İşçi, emekçi ve genç kadınlar tüm coşkuları ile 1 Mayıs alanlarını doldururken, onların eşitlik, özgürlük ve gelecek taleplerinin 1 Mayıs kürsülerine yansıdığını söylemek ise zor. 1 Mayıs kürsülerinde bir kez daha sendika ağaları boy gösterdiler. Bu 1 Mayıs seçim sürecine denk geldiği için kürsülerden mücadeleyi seçim sandıklarına sıkıştıran konuşmalar gerçekleştirildi. İşçilerin, emekçilerin, gençlerin, kadınların karşı karşıya kaldıkları sorunların çözüm anahtarının seçimde olduğu, 14 Mayıs sonrasında pek çok şeyin değişeceği masalları anlatıldı. Sadece kürsüye değil pek çok korteje de bu söylemler hakimdi.
AKP iktidarının dümeninde olduğu ölüm ve sömürü düzeninin işçi, emekçi ve genç kadınlara hiçbir gelecek sunmadığı ortadadır. Ama düzenin sandıklarının kadınların temel sorunlarını çözme gücü bulunmadığı da temel bir gerçektir. İşçi, emekçi ve genç kadınların eşitlik, özgürlük ve gelecek talepleri seçim sandıklarını aşmaktadır.
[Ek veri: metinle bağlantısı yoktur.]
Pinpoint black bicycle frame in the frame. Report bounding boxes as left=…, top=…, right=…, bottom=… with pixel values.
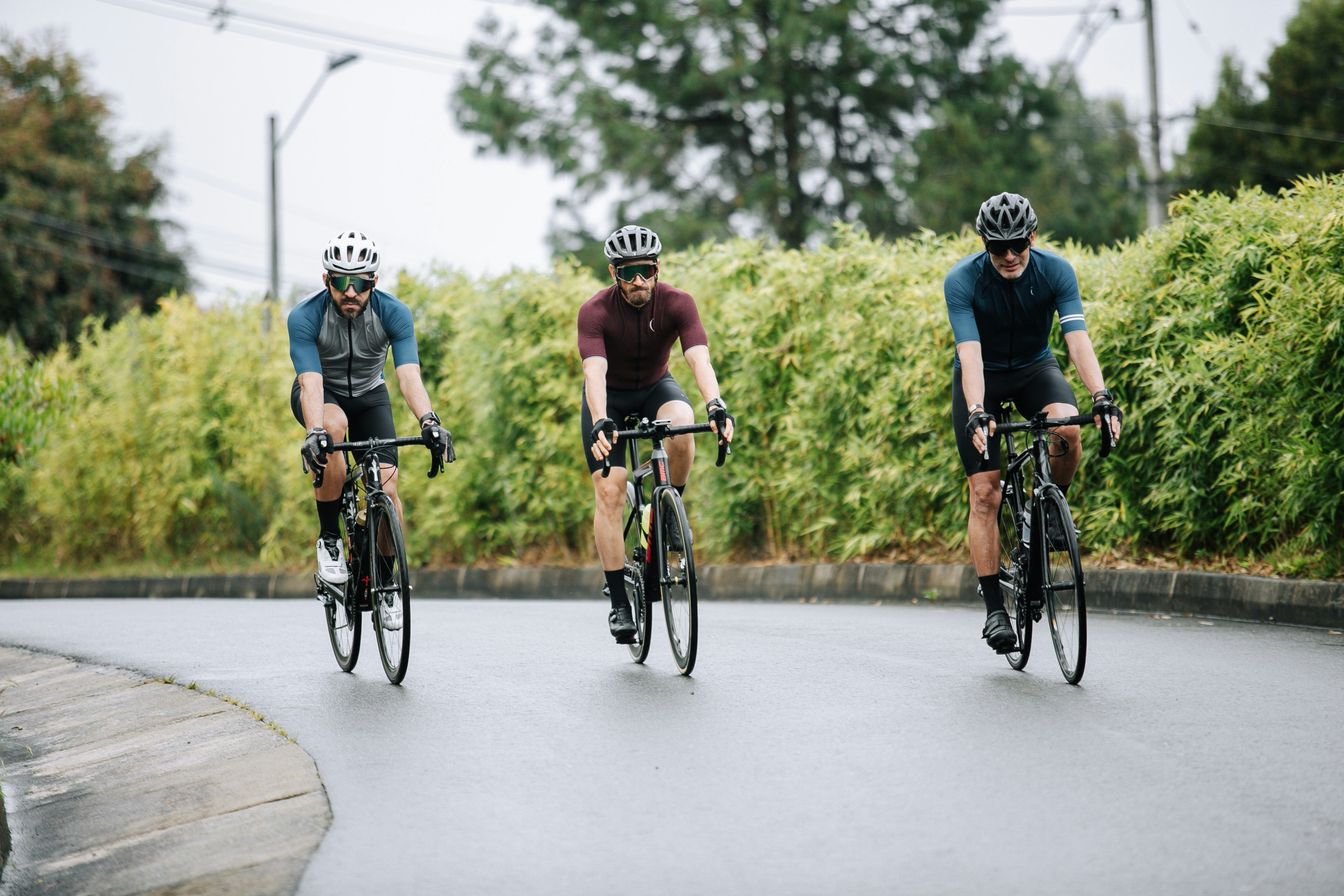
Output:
left=994, top=411, right=1110, bottom=610
left=317, top=435, right=425, bottom=610
left=602, top=418, right=732, bottom=589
Hem 1 Mayıs alanına hem de seçim sürecine hakim olan parlamentarist bakış açısını aşarak, gerçek ve kalıcı çözüme gidecek yolu açacak güç ise sadece mücadeledir.
Kadınlar işçi sınıfının bir parçası olarak sınıf kavgasında en önde yer almalı, tüm güçleriyle devrimci bir sınıf hareketinin gelişmesi için mücadele etmelidirler. İşçi ve emekçi kadınların yaşamın tüm alanlarında karşı karşıya kaldıkları sorunlara, baskı ve ayrımcılığa karşı talepleri tüm işçi sınıfının talepleri olarak değerlendirilmeli, ortak bir mücadele hattı oluşturulabilmelidir. Bu bakış açısıyla hem sermaye düzeninden hem de onların maşaları haline gelen sendika bürokratlarından hesap sorulmalıdır. 1 Mayıs’ın tarihsel ve sınıfsal özünü görmezden gelenlerden, içini boşaltanlardan ancak böyle kurtulabiliriz. 1 Mayıslar’ı işçi ve emekçi kadınların meşru ve militan mücadelesinin, taleplerinin ve gerçek çözüm yolunun yansıdığı alanlara ancak böyle dönüştürülebiliriz.